Of all the covered entities, though, health plans are one of the best positioned, Evans says.
“I would say plans are in a much better position, for various reasons,” Evans notes. “They’ve been more diligent in addressing the HIPAA security rule, providing leadership and execution. They have really focused on that from the get-go and realized it was a multiyear project way back when. I’m looking at health plans now that have been compliant with the HIPAA security rule and use them as an example to the provider side.”
Nahra asserts that, “The health care industry is on top of these new rules, but that doesn’t mean that everyone knows what to do every time. I’m getting a ton of questions from my clients about specific details related to risk, requirements, and the right things to do.”
But there aren’t always answers.
“HHS has promised to say what has to be included in new business associate agreements, and they haven’t yet,” Nahra noted in mid-March. “It is all over the map in terms of whether the contracts have been revised.”

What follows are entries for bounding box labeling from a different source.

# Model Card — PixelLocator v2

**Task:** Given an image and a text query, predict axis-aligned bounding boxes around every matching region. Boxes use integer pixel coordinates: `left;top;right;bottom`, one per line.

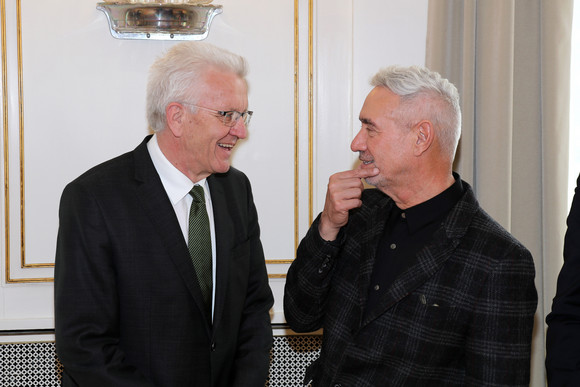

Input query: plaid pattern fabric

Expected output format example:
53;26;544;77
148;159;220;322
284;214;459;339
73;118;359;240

284;182;537;387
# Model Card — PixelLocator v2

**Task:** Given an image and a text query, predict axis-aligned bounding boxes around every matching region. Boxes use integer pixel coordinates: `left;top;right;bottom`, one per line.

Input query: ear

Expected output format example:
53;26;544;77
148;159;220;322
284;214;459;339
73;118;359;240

165;102;187;137
414;120;435;156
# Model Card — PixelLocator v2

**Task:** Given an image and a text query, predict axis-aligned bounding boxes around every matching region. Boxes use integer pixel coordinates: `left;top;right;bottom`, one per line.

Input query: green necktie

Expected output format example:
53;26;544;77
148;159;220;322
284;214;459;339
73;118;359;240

187;185;212;322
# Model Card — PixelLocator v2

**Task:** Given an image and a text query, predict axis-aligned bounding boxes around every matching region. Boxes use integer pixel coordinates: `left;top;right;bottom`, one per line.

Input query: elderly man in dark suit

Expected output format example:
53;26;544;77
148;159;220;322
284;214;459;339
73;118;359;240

546;176;580;387
284;66;537;387
55;42;273;387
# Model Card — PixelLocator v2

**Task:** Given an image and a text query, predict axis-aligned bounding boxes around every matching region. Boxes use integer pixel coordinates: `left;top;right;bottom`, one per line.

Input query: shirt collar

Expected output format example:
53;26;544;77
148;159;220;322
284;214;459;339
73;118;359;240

147;135;208;205
395;174;463;234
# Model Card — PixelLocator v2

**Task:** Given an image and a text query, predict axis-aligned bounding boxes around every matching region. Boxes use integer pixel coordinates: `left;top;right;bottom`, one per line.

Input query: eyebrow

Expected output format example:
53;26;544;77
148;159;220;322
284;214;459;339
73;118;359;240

359;117;376;126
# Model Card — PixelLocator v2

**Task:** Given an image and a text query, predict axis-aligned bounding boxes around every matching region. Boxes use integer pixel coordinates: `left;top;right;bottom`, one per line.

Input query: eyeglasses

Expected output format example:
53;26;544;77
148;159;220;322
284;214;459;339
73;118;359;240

181;102;254;127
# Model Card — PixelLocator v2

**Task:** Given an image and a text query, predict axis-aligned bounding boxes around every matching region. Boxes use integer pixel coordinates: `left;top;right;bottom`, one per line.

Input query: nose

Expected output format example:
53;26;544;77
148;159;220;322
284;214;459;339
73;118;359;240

230;121;248;139
350;128;366;152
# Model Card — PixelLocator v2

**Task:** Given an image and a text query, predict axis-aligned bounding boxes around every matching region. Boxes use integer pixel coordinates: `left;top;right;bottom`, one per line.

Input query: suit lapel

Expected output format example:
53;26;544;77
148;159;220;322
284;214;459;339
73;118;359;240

134;136;209;330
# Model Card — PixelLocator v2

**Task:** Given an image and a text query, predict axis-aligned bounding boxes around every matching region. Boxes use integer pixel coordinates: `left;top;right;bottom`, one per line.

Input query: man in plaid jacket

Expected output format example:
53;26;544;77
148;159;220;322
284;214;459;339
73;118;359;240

284;66;537;387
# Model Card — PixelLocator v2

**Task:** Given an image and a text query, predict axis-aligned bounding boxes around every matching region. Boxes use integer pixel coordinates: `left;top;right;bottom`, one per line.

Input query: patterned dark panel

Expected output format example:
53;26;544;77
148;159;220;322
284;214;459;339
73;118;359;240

0;336;322;387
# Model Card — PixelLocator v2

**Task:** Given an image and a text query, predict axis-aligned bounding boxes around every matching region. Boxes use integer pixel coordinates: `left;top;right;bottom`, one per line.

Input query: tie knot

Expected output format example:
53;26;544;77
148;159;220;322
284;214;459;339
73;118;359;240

189;185;205;203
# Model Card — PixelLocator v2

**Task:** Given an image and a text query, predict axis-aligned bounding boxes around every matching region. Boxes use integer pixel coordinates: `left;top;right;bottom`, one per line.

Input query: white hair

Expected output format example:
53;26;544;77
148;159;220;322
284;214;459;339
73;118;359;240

371;66;461;160
147;42;248;132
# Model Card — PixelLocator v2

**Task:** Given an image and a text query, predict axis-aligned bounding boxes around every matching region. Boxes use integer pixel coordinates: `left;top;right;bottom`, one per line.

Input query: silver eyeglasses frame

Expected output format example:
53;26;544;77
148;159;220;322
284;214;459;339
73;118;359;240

180;102;254;128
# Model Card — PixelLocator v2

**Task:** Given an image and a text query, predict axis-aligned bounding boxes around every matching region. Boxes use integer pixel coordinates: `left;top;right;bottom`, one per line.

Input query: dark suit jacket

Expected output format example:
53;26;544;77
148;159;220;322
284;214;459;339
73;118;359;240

546;176;580;387
284;182;537;387
55;138;273;387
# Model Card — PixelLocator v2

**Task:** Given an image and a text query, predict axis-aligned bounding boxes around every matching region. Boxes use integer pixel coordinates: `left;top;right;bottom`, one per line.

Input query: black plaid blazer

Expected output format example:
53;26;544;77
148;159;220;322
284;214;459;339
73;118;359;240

284;182;537;387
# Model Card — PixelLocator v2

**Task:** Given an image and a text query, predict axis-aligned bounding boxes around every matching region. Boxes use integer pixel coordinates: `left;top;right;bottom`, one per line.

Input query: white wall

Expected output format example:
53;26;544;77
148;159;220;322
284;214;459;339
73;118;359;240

0;0;427;341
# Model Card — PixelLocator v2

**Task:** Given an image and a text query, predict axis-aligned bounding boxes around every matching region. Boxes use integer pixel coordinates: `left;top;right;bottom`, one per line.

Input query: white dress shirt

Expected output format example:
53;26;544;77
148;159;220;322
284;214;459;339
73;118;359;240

147;135;216;315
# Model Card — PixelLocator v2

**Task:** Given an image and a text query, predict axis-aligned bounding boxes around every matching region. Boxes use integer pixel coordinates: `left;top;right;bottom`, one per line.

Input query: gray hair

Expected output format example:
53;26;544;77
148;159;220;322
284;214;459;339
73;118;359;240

147;42;248;132
371;66;461;160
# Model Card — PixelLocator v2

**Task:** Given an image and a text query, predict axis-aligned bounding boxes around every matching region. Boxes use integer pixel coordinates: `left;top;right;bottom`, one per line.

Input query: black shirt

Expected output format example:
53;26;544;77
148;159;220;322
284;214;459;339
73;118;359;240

366;176;463;318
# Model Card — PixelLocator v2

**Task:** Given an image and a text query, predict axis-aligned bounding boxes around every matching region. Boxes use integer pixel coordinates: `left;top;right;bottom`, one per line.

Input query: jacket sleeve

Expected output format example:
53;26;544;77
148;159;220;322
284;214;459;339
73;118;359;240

231;180;274;387
284;215;343;332
54;183;152;387
546;176;580;387
465;245;538;386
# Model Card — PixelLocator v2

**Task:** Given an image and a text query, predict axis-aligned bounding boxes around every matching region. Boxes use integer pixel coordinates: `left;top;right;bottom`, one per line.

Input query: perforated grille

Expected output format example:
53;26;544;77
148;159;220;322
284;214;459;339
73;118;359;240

0;336;321;387
0;343;62;387
266;336;322;387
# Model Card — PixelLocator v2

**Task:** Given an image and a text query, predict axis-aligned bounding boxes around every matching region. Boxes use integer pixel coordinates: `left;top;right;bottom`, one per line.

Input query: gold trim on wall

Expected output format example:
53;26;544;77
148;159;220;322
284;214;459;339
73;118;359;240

1;0;54;283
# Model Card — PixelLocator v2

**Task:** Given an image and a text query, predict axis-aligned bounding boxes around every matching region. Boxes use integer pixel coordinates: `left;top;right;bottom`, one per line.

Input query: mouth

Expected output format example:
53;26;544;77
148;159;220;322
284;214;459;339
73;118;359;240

218;143;236;151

Gallagher says that, “There is a real awareness issue.” At virtually every talk she gives on the subject, someone with a business associate relationship with a covered entity comes up and makes it clear that he or she has no clear understanding of what is happening.
“I’ve looked at business associates that do business with health plans and providers and it is more of a challenge for them,” agrees Evans. “They [sometimes] take care of patient information in a less than diligent manner.”
“The bottom line with business associates is that the statute is clear,” says Gallagher. “They are subject to the HIPAA security rule and portions of the privacy rule and have to disclose [breaches].”
Gallagher concedes that she is also waiting for the feds to dot all the I’s and cross all the T’s.
“We are waiting to hear from [the HHS Office of Civil Rights] on what the compliance audits will look like,” Gallagher adds. “They have said they are busy writing other regulations, but this is a big topic of interest. How will they conduct audits, who gets audited, and why?”